The Liberal leadership contestant who received the donation was Michael Ignatieff, who first ran for leadership in 2006, lost, and then ran again and won in 2009.

Josee Verner, Bernard Valcourt and Maxime Bernier were among the Conservative party candidates who received donations. All three eventually became cabinet ministers in the Conservative governments of 2006 to 2015.

The company has also agreed to pay $139,660.23 to the government in instalments over two years, though those payments have been delayed due to both COVID-19 and the company's financial position, the statement said.

During the time of the donations, Norda Stelo Inc. was known as Roche, and had also been implicated in a number of allegations of financial impropriety in Quebec.

The company was fined $750,000 earlier this year in connection with a municipal bid-rigging scandal.

Several former executives have also been charged in connection with a lengthy probe into the alleged awarding of public contracts in exchange for political financing, an investigation that also ensnared Quebec's former deputy premier Nathalie Normandeau.

In the release Thursday, the commissioner said that the senior officers in the company who were involved in the illegal donation schemes federally haven't been employees since 2013.

The company has also taken measures to implement ethical standards to guard against future breaches of the law, and participated willingly in the investigation launched by the commissioner, the statement said.

The information on Norda Stelo was one of three disclosures released Thursday by the commissioner, including two connected directly to the last federal election.

The commissioner found the United Conservative Party of Alberta failed to register as a third party and should have once it distributed bumper stickers attacking Prime Minister Justin Trudeau.

While political parties are exempt from provisions of the Canada Elections Act on partisan activities, they aren't excluded from the application of the third-party election-advertising rules, and that's what the bumper stickers were, the commissioner found.

Meanwhile, union Unifor failed to report on expenses it incurred when it hosted an event in support of a NDP candidate in Winnipeg, the commissioner said.

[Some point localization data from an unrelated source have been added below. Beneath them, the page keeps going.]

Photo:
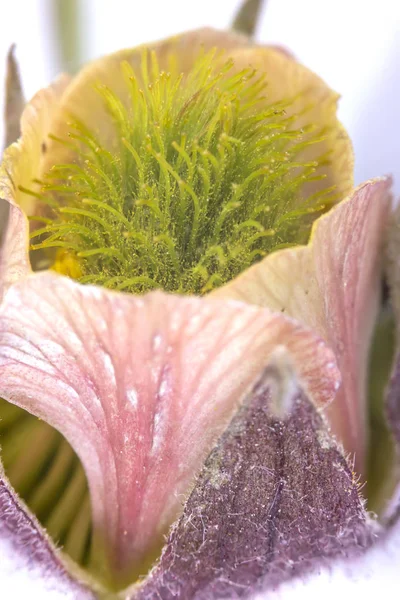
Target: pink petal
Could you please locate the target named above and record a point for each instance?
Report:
(333, 286)
(30, 567)
(142, 388)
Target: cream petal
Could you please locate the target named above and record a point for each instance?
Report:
(22, 160)
(14, 249)
(333, 286)
(141, 387)
(313, 102)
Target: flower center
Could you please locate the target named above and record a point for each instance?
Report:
(203, 178)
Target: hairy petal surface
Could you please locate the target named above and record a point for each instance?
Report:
(30, 566)
(275, 498)
(141, 388)
(378, 568)
(333, 286)
(22, 161)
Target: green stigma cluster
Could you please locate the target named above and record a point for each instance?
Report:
(203, 180)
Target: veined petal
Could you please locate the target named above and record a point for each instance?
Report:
(141, 388)
(30, 566)
(275, 499)
(333, 286)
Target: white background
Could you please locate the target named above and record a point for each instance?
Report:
(353, 44)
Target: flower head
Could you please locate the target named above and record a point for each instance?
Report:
(196, 167)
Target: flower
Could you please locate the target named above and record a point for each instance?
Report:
(220, 404)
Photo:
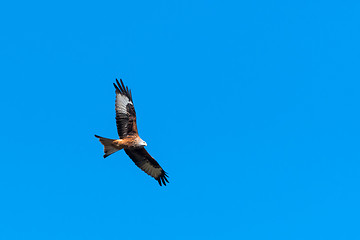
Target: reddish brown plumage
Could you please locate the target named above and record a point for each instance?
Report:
(129, 137)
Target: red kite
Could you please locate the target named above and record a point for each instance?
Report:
(129, 137)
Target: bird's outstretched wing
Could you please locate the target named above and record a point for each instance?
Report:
(148, 164)
(125, 111)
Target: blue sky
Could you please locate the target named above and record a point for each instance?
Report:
(251, 107)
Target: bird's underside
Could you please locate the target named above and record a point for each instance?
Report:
(129, 138)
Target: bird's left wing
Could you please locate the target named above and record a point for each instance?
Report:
(125, 111)
(148, 164)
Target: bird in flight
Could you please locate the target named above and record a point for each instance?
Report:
(129, 137)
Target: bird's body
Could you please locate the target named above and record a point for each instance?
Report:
(129, 137)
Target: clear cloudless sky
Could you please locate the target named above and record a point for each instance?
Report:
(252, 107)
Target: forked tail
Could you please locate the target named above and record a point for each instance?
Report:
(109, 147)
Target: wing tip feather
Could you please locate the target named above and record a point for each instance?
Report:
(122, 89)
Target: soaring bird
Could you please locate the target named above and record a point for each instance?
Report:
(129, 137)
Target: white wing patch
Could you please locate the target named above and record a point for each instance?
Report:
(121, 102)
(151, 170)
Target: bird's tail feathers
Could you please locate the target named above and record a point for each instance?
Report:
(109, 147)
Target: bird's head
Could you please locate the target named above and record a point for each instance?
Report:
(143, 143)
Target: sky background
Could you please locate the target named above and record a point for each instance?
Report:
(252, 107)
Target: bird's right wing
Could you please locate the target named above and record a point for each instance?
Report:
(148, 164)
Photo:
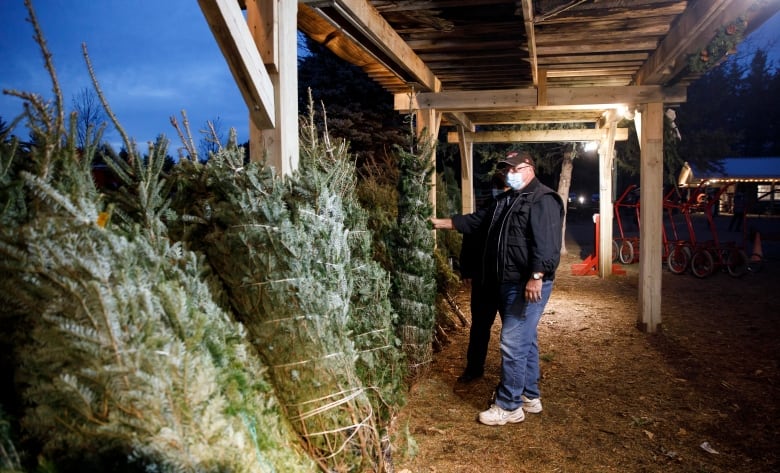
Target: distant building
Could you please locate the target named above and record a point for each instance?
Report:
(756, 178)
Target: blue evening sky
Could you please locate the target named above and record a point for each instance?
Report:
(154, 58)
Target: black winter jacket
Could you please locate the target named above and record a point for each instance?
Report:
(524, 233)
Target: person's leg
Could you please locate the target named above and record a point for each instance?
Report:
(483, 313)
(519, 346)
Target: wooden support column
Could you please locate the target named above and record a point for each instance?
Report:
(273, 24)
(428, 122)
(466, 148)
(651, 196)
(606, 160)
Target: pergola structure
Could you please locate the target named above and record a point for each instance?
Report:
(468, 63)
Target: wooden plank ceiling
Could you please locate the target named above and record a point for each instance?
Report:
(484, 45)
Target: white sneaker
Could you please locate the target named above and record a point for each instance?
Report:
(533, 406)
(498, 416)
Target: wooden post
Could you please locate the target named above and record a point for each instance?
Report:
(275, 21)
(606, 158)
(651, 197)
(466, 148)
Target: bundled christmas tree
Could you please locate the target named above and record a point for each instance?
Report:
(414, 283)
(129, 359)
(281, 248)
(325, 162)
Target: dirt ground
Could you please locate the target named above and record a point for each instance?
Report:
(699, 395)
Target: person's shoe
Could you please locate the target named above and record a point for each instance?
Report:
(498, 416)
(469, 376)
(533, 406)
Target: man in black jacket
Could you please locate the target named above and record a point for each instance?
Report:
(522, 252)
(482, 302)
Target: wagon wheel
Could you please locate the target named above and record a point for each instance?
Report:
(736, 262)
(679, 258)
(702, 264)
(626, 252)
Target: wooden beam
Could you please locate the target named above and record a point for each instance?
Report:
(466, 149)
(530, 34)
(537, 136)
(541, 96)
(571, 98)
(460, 119)
(229, 28)
(261, 18)
(363, 16)
(278, 145)
(606, 214)
(651, 196)
(694, 28)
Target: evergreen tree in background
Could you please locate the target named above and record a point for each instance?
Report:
(414, 282)
(731, 111)
(359, 110)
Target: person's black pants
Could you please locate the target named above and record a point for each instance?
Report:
(484, 306)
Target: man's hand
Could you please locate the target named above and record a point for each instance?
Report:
(533, 290)
(442, 223)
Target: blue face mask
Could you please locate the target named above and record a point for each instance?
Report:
(515, 180)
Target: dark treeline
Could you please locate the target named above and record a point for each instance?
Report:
(732, 111)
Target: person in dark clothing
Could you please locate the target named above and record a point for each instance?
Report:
(738, 215)
(522, 253)
(483, 308)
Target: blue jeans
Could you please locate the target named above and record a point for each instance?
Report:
(519, 344)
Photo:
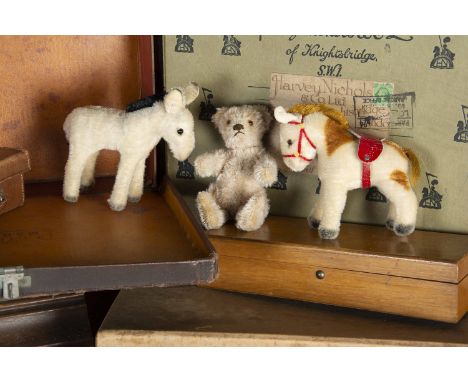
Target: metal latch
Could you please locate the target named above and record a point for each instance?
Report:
(11, 280)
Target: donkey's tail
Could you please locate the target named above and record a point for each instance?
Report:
(415, 170)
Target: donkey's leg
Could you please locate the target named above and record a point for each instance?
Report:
(390, 223)
(333, 196)
(127, 165)
(405, 203)
(316, 214)
(136, 186)
(212, 216)
(253, 213)
(87, 177)
(73, 169)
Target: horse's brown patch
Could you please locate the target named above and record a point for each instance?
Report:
(401, 178)
(397, 148)
(335, 136)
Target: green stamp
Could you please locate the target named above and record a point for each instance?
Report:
(382, 93)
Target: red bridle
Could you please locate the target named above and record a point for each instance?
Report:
(302, 134)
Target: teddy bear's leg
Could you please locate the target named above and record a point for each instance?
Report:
(211, 214)
(73, 169)
(405, 206)
(315, 215)
(333, 196)
(136, 186)
(127, 166)
(87, 177)
(252, 215)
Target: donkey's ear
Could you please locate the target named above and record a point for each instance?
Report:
(191, 92)
(174, 101)
(220, 112)
(282, 116)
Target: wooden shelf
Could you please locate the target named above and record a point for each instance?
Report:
(191, 316)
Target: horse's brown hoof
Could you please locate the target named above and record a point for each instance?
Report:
(404, 230)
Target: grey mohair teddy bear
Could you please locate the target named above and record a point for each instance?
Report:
(243, 169)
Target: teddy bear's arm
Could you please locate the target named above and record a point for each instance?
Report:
(266, 170)
(210, 164)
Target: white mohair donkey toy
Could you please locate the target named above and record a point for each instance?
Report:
(93, 128)
(243, 170)
(308, 130)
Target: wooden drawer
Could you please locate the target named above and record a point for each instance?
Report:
(367, 268)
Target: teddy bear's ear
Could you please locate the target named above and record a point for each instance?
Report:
(266, 113)
(216, 118)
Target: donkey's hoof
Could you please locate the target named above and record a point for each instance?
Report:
(328, 234)
(116, 206)
(70, 199)
(313, 223)
(134, 199)
(404, 230)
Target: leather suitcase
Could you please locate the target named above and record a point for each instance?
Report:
(13, 164)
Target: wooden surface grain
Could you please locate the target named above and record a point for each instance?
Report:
(362, 290)
(194, 316)
(367, 267)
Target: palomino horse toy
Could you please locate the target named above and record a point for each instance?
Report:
(345, 164)
(134, 134)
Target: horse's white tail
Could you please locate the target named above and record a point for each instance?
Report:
(415, 170)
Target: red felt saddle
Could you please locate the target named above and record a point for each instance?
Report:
(369, 150)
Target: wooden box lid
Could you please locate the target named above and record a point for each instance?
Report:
(193, 316)
(422, 255)
(49, 246)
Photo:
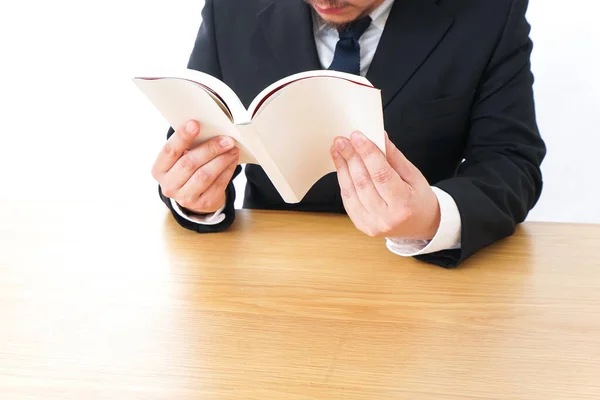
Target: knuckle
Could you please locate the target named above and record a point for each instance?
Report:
(214, 148)
(204, 204)
(361, 182)
(187, 162)
(382, 175)
(202, 176)
(384, 228)
(346, 194)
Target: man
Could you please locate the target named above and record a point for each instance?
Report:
(463, 148)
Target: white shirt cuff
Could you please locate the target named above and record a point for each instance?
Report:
(210, 219)
(446, 238)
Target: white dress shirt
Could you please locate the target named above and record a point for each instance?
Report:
(326, 38)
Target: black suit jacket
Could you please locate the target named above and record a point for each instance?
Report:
(457, 94)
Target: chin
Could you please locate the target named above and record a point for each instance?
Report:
(341, 18)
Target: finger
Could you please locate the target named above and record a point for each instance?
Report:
(385, 179)
(192, 160)
(363, 184)
(204, 177)
(174, 148)
(350, 198)
(398, 161)
(214, 196)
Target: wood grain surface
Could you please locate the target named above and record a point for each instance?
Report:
(113, 302)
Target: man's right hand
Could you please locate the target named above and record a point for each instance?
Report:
(196, 178)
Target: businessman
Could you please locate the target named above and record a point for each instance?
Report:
(462, 166)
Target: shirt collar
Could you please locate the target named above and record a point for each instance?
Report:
(379, 16)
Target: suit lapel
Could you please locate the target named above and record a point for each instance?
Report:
(285, 36)
(413, 30)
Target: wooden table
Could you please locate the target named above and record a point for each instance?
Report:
(110, 302)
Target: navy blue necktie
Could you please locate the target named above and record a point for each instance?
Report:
(347, 50)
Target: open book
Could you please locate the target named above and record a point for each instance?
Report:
(288, 129)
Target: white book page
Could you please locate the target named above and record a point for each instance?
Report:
(180, 100)
(270, 92)
(298, 128)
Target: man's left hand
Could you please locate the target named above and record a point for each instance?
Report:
(384, 196)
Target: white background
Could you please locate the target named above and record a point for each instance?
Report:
(67, 103)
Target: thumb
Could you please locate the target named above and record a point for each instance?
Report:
(405, 169)
(188, 132)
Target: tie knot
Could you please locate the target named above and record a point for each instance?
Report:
(355, 29)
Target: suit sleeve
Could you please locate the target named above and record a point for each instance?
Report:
(500, 179)
(204, 58)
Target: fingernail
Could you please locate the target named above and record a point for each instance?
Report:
(190, 127)
(357, 138)
(225, 142)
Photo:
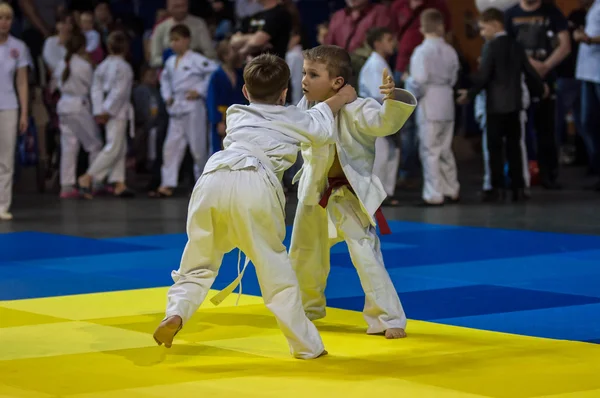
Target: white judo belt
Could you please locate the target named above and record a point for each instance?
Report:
(223, 294)
(251, 150)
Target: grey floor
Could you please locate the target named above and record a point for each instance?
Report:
(572, 210)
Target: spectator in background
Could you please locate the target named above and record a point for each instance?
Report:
(179, 14)
(104, 20)
(224, 90)
(150, 115)
(295, 61)
(94, 43)
(406, 22)
(54, 47)
(588, 71)
(222, 21)
(568, 89)
(322, 31)
(39, 20)
(267, 31)
(161, 15)
(348, 27)
(15, 60)
(246, 8)
(542, 30)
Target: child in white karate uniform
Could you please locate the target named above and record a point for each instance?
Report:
(434, 70)
(387, 153)
(239, 202)
(339, 197)
(74, 77)
(184, 86)
(111, 106)
(14, 104)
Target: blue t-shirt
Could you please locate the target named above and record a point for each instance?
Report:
(537, 31)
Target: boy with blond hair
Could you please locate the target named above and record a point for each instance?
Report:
(239, 202)
(338, 192)
(434, 70)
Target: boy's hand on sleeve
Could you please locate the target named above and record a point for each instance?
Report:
(348, 93)
(192, 95)
(222, 129)
(387, 87)
(102, 119)
(546, 91)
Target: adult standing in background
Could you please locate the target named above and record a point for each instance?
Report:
(542, 29)
(39, 19)
(179, 14)
(267, 31)
(406, 23)
(348, 27)
(568, 89)
(588, 71)
(15, 60)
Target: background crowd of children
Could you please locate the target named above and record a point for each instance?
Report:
(398, 35)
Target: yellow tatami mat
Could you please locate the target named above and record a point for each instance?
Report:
(100, 345)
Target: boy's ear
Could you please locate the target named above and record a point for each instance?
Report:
(282, 98)
(245, 92)
(338, 83)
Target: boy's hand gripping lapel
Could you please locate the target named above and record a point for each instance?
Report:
(387, 87)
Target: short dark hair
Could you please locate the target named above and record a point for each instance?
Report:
(117, 42)
(266, 76)
(376, 34)
(336, 60)
(431, 20)
(181, 30)
(492, 15)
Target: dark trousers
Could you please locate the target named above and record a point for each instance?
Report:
(545, 133)
(504, 131)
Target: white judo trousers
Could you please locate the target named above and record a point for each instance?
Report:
(110, 162)
(185, 129)
(437, 159)
(387, 161)
(310, 256)
(76, 129)
(241, 208)
(9, 120)
(487, 176)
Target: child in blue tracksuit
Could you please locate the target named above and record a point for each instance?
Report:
(224, 90)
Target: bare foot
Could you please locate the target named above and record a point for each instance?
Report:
(395, 333)
(166, 331)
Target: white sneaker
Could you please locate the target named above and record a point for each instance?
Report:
(6, 216)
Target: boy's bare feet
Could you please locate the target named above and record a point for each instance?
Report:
(166, 331)
(395, 333)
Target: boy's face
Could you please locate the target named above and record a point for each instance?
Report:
(86, 21)
(386, 45)
(151, 77)
(317, 84)
(488, 29)
(179, 44)
(321, 34)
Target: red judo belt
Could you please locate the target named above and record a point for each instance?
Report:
(338, 182)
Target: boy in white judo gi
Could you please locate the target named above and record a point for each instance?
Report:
(338, 192)
(387, 153)
(184, 87)
(434, 68)
(74, 76)
(239, 202)
(111, 106)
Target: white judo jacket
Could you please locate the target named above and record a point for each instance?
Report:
(358, 125)
(75, 92)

It ought to have done so as part of its registration as a third party to the elections.

In both instances, Unifor and UCP were told to fill out the correct forms.

In all three cases, the agreements with the elections commissioner were entered into earlier this spring but their release was delayed, the commissioner said.

"Due to the circumstances surrounding the pandemic, these measures had not been publicly announced, in order to support the Government of Canada’s efforts in focusing communications with Canadians on information related to COVID-19 and the measures of support available to them."